I Keep going forward. Collection Growing Up! Part 8
The theatre continued to be a major site of artistic innovation in the 1920s – 1930s. At a time when the avant-garde no longer saw painting alone as a viable artistic option, theatre afforded a way to communicate directly with a new “democratic” audience on topics of immediate social relevance. Between 1917 and 1939, N. Gontcharova produced hundreds of designs for theatrical costumes and sets. The theatre offered the artist a wide scope for invention. Not all the projects were realized and when a production was proposed, it was not always clear from the beginning who would be the chosen artist. The artists worked in close partnership with singers, actors, dancers and directors, and in the resulting productions the visual element assumed a prominent, often primary role.
In Paris, N. Gontcharova was a more productive painter than her husband. Her shifts in style correspond loosely to shifts in the School of Paris. It is clear, too, that Gontcharova was engaged in repainting early paintings either by adding decorative elements to the surfaces of pre-Revolutionary works or by repainting whole portions of the canvas. Obviously, this has further compromised the historical reconstruction of her career, a collection I had, that will require years of comparative, collaborative work among scholars.
I didn’t think about it then, I enjoyed the process. It was interesting. Find who had to, find out where it could be, meet people, talk, buy something. My previous search got results. I bought the painting from the Kasatkin daughter portrait collection. I got the interesting oil painting “Jug with flowers” from Labuckiene (“I got” means I don’t need to pay, sometimes she just gave me a bag. Here is something for you – she smiled) Also, I bought a bunch of theatre costume designs, at the same time.
I start to do research using books about Kaunas State Theatre. The first name was of theatre director A. Sutkus . Was easy to find, the memory board about him hung on the house he lived in. I lived a few minutes walk from here. But I didn’t know if anybody still lives there. The director A. Sutkus died 1968. Main part of the building was used for administrative purposes, offices or something like that. Only one window looked like a living flat. I didn’t know if the director had a family or not. Nobody in offices based in the building ever heard about this person. The doors which look like the entrance to the flat never opened when I tried to find someone in there.
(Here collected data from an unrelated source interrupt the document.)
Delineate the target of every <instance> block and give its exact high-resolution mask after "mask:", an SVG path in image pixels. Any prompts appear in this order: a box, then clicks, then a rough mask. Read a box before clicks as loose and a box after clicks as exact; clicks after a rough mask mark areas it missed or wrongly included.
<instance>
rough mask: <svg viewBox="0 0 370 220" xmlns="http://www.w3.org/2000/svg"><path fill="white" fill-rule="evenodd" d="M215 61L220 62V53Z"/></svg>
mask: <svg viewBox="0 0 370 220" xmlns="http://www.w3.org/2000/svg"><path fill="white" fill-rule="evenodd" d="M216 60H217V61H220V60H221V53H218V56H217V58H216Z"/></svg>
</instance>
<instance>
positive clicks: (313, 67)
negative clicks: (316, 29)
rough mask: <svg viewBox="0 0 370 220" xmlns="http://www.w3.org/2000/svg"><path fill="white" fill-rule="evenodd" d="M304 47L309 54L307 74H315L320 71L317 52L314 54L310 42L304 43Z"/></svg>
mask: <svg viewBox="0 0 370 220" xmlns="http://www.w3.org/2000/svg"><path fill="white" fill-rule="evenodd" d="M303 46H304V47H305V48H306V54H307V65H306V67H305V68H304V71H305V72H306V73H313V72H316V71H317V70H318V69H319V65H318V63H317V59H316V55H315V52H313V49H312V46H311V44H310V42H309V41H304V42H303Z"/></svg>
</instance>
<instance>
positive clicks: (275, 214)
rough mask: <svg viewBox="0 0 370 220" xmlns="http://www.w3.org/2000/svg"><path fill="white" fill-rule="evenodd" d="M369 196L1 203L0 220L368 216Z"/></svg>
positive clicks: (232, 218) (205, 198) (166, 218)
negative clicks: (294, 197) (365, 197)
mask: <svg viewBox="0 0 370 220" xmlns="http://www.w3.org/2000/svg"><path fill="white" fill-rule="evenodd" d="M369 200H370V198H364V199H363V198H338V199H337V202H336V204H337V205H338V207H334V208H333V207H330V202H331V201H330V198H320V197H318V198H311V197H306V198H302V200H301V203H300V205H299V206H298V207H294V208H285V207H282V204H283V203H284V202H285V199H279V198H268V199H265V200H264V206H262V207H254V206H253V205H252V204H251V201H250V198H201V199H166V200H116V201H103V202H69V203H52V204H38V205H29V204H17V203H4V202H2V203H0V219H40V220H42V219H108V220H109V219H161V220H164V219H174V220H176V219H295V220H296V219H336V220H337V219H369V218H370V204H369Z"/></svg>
Here was a supermarket, a few minutes from here. Anyway, every day I went to buy food here and passed on A. Sutkus house lot times. One day I saw two drunk people sitting on the stairs here. Old woman and a much younger man. I asked them, maybe they know something about A. Sutkus who lived here. What do you want, an old woman said. I explained what I have interest to know more about Kaunas State Theatre and I have an interest to know more about A. Sutkus. Get out of here, drunk woman said, I am daughter of A. Sutkus.
I met her after a few days, she was less drunk, and we started to talk. She said not for sale anything from her mother’s and father’s estate. Sometimes we met again, sometimes she was drunk and couldn’t recognize me, sometimes she walked with her young boyfriend, they were both drunk. One day she said what she wants to invite to visit her flat and to talk. I came the next day as we agreed. She was drunk again, her boyfriend too. The mess everywhere inside. One painting on the wall, empty bottles on the floor. On the shelves are a few interesting Artdeco style glass vases and few old albums with personal photos. She wasn’t allowed to touch albums. He said vases are not for sale yet. Maybe painting. We started to talk about price. But it was very difficult. She every minute changed her mind, or started to talk about other things that were not easy to understand. The smell in the flat was also not best. Suddenly I said, 500 Litas and I will go. She agreed. I paid. And here began unbelievable events when she took the painting from the wall. She started to shout – you want to take my father’s painting – and she drops it to her boyfriend. He drops it back. It continued for a few minutes. I caught the painting and went away as far as I could from this flat.
Antanas Sutkus
(1897 Russia – 1968 Lithuania, Kaunas)
Lithuanian theater director, pedagogue, theatre theorist and experimenter.
I also started collecting theater photos, programs, letters, various personal items of the actors. I needed more and more information because it was not easy to find descendants of these people.
Even in the current times, information on the Internet is very minimal or not at all.